I don't get the hate for the cameras for the movie. The look for the movie is perfect for the type of movie it is.
 
^Agreed. Although how reasonable it is I have no idea. Looking at it as if it were real, his reaction makes no sense to me. Looked at through plot convenience, it makes perfect sense.

We forgive these things because we are enjoying the telling of the story.

If we are not enjoying the telling (or dramatization, etc.), for whatever reason, then flaws will be magnified in our perception.

And that principle explains the attitudes of both the folks who think that Trek XI has a fine story and those who think the story is badly told.
Yep. I would only add that someone's enjoyment of the story can be affected by too many plot contrivances. A person is liable to be more forgiving of one or two than they are five or six. If there are too many, anyone's eyes will start rolling. The only variable is personal tolerance.
 
The only variable is personal tolerance.

Which is, in fact, a tremendous variable.

I watched "Balance Of Terror" today - one of my favorite Trek episodes, somewhere in my top twenty for TOS - with a very observant and much younger person who'd not seen it before. This person was so full of questions this afternoon about the specific dialogue and logic of the story for which there are no good answers other than interior and manufactured "Trek logic" that I was a little exasperated.

Oh, and she called out the husband-to-be as dead-by-the-end on his first appearence in the teaser - by any modern standard that stuff is so cliche and so telegraphed in the episode that I guess it's hard to miss.

By the time we got to the part where everyone turned off the noisemakers and lights on the bridge so as not to alert people on another spaceship somewhere many kilometers off in the vacuum of space as to their whereabouts I knew it was a lost cause. I accepted that I'm predisposed not even to see the incongruities, illogic and silliness of the TOS episodes that I consider good.

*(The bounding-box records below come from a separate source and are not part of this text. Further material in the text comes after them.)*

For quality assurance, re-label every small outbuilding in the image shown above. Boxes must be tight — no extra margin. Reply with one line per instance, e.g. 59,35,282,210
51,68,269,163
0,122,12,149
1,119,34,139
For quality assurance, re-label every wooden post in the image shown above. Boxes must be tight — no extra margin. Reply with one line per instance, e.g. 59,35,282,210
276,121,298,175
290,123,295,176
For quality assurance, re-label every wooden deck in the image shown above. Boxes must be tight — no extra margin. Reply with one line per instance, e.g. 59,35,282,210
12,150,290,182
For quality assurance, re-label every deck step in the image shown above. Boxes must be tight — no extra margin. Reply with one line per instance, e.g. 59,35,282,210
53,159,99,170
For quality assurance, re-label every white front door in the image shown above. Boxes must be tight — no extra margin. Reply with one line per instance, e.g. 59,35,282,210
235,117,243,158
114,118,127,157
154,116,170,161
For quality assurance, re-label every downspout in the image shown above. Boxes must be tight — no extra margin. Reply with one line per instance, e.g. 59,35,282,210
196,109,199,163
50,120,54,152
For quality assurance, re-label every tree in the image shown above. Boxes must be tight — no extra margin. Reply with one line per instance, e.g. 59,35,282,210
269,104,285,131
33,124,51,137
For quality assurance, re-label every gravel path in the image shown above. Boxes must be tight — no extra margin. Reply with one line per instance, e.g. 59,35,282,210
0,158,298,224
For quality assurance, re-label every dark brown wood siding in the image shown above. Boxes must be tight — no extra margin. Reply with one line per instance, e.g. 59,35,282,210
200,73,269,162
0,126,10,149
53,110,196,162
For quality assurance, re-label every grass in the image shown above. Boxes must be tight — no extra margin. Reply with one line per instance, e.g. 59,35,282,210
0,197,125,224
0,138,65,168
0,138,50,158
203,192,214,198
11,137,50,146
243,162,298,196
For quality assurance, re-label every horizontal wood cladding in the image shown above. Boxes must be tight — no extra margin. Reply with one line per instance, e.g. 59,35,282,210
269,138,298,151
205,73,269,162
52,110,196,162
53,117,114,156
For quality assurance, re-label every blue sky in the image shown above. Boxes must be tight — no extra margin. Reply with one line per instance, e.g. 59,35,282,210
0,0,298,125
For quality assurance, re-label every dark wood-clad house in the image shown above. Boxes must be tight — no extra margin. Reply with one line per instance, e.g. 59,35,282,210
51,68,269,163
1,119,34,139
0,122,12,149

And this person wasn't even hostile to the thing - she kind of enjoyed it. When I explained that it was copied from a destroyer-versus-submarine story some of the nonsense in the story immediately fell into place for her. And in any event she said that an alien being named "Nero" made more sense having seen centurions and a guy named "Decius" running around on the bird-of-prey in this one. :lol:
 
We forgive these things because we are enjoying the telling of the story.

If we are not enjoying the telling (or dramatization, etc.), for whatever reason, then flaws will be magnified in our perception.

And that principle explains the attitudes of both the folks who think that Trek XI has a fine story and those who think the story is badly told.

Absolutely Right (TM).

Trek XI is still a mediocre movie, though. ;)
 
We forgive these things because we are enjoying the telling of the story.

If we are not enjoying the telling (or dramatization, etc.), for whatever reason, then flaws will be magnified in our perception.

And that principle explains the attitudes of both the folks who think that Trek XI has a fine story and those who think the story is badly told.

Absolutely Right (TM).

Trek XI is still a mediocre movie, though.

It's great, actually...well, okay, it's better than most all of the other Trek movies. I suppose it's possible to accomplish that and still be mediocre, but I'm fond of a number of them anyway.